The study, published in the peer-reviewed journal Preventive Medicine
, suggests it may be possible to predict sexual risk and drug use behaviors by monitoring tweets, mapping where those messages come from and linking them with data on the geographical distribution of HIV cases. The use of various drugs had been associated in previous studies with HIV sexual risk behaviors and transmission of infectious disease.
"Ultimately, these methods suggest that we can use 'big data' from social media for remote monitoring and surveillance of HIV risk behaviors and potential outbreaks," said Sean Young, assistant professor of family medicine at the David Geffen School of Medicine at UCLA and co-director of the Center for Digital Behavior at UCLA.
Founded by Young, the new interdisciplinary center brings together academic researchers and private sector companies to study how social media and mobile technologies can be used to predict and change behavior. (See the center's Twitter account.)
Other studies have examined how Twitter can be used to predict outbreaks of infections like influenza, said Young, who is also a member of the UCLA Center for Behavioral and Addiction Medicine; UCLA's Center for HIV Identification, Prevention and Treatment Services; and the UCLA AIDS Institute. "But this is the first to suggest that Twitter can be used to predict people's health-related behaviors and as a method for monitoring HIV risk behaviors and drug use," he said. For the study, researchers collected more than 550 million tweets between May 26 and Dec. 9, 2012, and created an algorithm to find words and phrases in them suggesting drug use or potentially risky behaviors, such as "sex" or "get high." They then plotted those tweets on a map to discover where they originated, running statistical models to see if these were areas where HIV cases had been reported.
The algorithm captured 8,538 tweets indicating sexually risky behavior and 1,342 suggesting stimulant drug use. The geographical data on HIV cases to which researchers linked the tweets came from AIDSVu.org, an interactive online map that illustrates the prevalence of HIV in the U.S.; this mapping data was from 2009.
The states with the largest proportion of geo-located tweets, both general as well as HIV-related, were California (9.4 percent), Texas (9.0 percent), New York (5.7 percent) and Florida (5.4 percent). On a per capita basis, the largest raw number of HIV risk-related tweets came from the District of Columbia, Delaware, Louisiana and South Carolina. States with the highest per capita rate of tweets were Utah, North Dakota and Nevada.
When the researchers linked the tweets to data on HIV cases, they found a significant relationship between those indicating risky behavior and counties where the highest numbers of HIV cases were reported.
Based on this study, the researchers conclude that it is possible to collect "big data" on real-time social media like Twitter about sexual and drug use behaviors, create a map of where the tweets are occur and use this information to understand and possibly predict where HIV cases and drug use occur.
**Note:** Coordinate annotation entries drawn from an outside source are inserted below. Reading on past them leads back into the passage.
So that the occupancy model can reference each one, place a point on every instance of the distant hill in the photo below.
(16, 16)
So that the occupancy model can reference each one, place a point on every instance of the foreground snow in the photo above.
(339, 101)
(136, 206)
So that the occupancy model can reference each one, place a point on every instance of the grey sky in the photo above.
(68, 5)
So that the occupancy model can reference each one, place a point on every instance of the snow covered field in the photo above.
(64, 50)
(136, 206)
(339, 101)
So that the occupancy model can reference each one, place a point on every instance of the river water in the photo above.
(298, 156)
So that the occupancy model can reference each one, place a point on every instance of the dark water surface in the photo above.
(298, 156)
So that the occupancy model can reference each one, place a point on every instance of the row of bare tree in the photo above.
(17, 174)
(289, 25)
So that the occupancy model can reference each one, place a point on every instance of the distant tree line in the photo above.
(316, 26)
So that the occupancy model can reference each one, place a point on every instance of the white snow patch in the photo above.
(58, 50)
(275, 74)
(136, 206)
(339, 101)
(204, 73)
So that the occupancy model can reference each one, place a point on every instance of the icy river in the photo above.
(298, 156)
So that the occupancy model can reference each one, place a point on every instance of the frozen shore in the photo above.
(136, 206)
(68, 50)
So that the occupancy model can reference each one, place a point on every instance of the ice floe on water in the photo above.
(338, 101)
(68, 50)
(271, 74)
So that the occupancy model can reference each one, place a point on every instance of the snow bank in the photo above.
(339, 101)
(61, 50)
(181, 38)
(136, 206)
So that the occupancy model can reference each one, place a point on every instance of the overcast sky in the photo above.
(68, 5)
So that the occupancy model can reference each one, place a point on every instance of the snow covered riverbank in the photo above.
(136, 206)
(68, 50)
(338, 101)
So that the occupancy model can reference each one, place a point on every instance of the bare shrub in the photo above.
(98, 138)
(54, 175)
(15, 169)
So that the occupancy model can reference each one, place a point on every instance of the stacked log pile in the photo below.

The study's main weakness, the researchers say, is that the HIV data comes from 2009, so in order to test if this approach can be used to predict future behaviors and outbreaks there is a need for a "gold standard" of frequently updated data. In this way, tweets can be accessed instantly to compare them with disease outbreaks.
The study does however demonstrate the feasibility of using real-time social networking to identify and map HIV risk-related communications and link them to national HIV data, the researchers write.
"This study was designed to call for future research to understand the potential cost-effectiveness of this approach and to refine methods of using real-time social networking data for HIV and public health prevention and detection," they conclude.